Paul Anderson, Tribune column, 21 September 2001

The ramifications of the vile outrages in New York and Washington are immense: on that everyone agrees. But what will happen next is anything but obvious. As I write, the United States and its allies are preparing for action, but what exactly it will comprise is unclear. It seems most likely that we will see an armed attack on targets associated with Osama bin Laden, along with a determined effort to overthrow the Taliban regime in Afghanistan that has given him sanctuary.

But an all-out assault on Iraq, apparently given serious consideration by the Bush administration last week, cannot be entirely ruled out. Then there are the possibilities of a social explosion in Pakistan or the Occupied Territories, or the use of weapons of mass destruction. And what if there are further terrorist atrocities in the US – or France, or Germany, or Russia, or Britain?

In the circumstances, it is hardly surprising that the left throughout the west has been jittery. The mainstream left response to the September 11 attacks, in Britain as elsewhere, was one of horror at the inhumanity of the terrorists and sympathy for the victims. A handful of cretino-Leninists and anti-globalisation activists – and, to its eternal shame, the New Statesman – celebrated imperialist pig Amerika getting its comeuppance at the hands of the oppressed, but these were marginal voices, as they deserve to remain.

In the fortnight and more since those shocking, spectacular pictures appeared on the world's television screens, their full impact has sunk in. The rhetoric of the politicians, for a change, articulates a mood among the whole population. This was an attack on our very civilisation, in that it targeted and destroyed the sense of safety that we took for granted most of the time in most of the developed world.
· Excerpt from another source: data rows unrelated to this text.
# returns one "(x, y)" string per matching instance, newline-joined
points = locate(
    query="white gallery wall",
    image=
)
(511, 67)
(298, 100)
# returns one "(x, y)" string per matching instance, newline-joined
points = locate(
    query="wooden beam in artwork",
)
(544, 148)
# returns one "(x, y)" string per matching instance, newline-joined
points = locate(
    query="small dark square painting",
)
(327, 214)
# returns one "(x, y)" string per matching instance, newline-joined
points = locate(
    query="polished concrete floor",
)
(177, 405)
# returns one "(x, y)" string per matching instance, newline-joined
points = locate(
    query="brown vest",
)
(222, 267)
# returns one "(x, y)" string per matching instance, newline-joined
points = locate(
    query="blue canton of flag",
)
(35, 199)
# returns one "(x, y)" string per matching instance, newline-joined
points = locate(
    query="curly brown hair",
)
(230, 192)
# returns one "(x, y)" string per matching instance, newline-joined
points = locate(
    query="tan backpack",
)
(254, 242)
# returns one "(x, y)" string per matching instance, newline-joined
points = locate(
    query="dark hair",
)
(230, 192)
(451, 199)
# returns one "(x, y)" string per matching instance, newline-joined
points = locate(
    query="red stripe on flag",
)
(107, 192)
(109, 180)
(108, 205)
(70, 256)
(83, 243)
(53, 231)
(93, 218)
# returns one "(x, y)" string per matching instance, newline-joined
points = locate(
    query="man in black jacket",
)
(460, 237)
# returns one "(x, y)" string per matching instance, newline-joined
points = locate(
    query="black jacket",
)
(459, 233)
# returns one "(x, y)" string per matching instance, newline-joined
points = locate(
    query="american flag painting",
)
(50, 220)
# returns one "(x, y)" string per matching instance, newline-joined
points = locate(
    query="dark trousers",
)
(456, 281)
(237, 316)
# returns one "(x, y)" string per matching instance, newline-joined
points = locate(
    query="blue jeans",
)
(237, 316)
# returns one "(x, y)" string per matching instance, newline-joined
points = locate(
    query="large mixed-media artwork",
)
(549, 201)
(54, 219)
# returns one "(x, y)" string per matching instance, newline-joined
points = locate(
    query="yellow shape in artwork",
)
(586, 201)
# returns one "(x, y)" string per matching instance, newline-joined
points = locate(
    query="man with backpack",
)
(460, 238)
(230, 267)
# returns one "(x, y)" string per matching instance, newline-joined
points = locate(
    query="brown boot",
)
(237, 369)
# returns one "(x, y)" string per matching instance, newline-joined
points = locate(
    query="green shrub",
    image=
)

Now, we dream nightly of dying in terrorist outrages – or of our children or our friends or our parents dying – and our feelings of disgust and empathy have been edged by doubt and fear.

The biggest worry is that America will do something stupid that makes matters even worse – which on past experience is far from unlikely. Over the past 100 years, the period in which the US has been the world's greatest power, America has on occasion been the shining beacon to the world evoked by the leader-writers of the Times and the Telegraph – most importantly in the 1940s, when it played a key role both in defeating Hitler and in containing Stalin in Europe, but also more recently in the Balkans, where without its intervention Slobodan Milosevic and his vile cronies would now have established an ethnically cleansed Greater Serbia.

The US has also, however, been a cynical villain, supporting at different times a plethora of vicious right-wing regimes, anti-democratic coups d'etat and terrorists. And even when it has acted on the international stage with the best of intentions, its efforts have often had effects radically different from those it desired. Its support for Israel's right to exist, for Afghanistan's right to national self-determination or for the containment of Saddam Hussein since the Gulf war – to take just the three examples most relevant to the current crisis – cannot be dismissed simply as imperialist power-projection. All were, and remain, worthy causes.

But the means used by the US in their pursuit – backing Israel uncritically, arming the most fanatical mujahedin, imposing sanctions that hit the Iraqi people rather than the regime – have had massive unintended consequences: the growth of Hamas in the Occupied Territories, the rise of the Taliban and Osama bin Laden in Afghanistan, the consolidation of Saddam's position in Iraq.

It is by no means inevitable that the "war on terrorism" declared by George Bush and subsequently joined by Britain and dozens of other countries will rebound so terribly. As long as military action by the coalition is precisely directed at Bin Laden and other perpetrators of terrorism – in other words, as long as civilian casualties are minimal – it is entirely possible that there will be few if any bad unintended consequences. On the other hand, it is all too easy to imagine a scenario in which the terrorists are unharmed and indiscriminate killing of civilians provokes a wave of anti-western indignation throughout the Islamic world, recruiting thousands to the fanatics' ranks who unleash a wave of terror that makes September 11 seem puny.

At least some members of the US administration are aware of the dangers – notably Colin Powell, the secretary of state – as indeed are Tony Blair and the other European leaders that have rallied to America's side.

So far, thankfully, it seems that their pressure for restraint has been successful. How long it will remain so is, however, unclear. We live in nerve-racking times.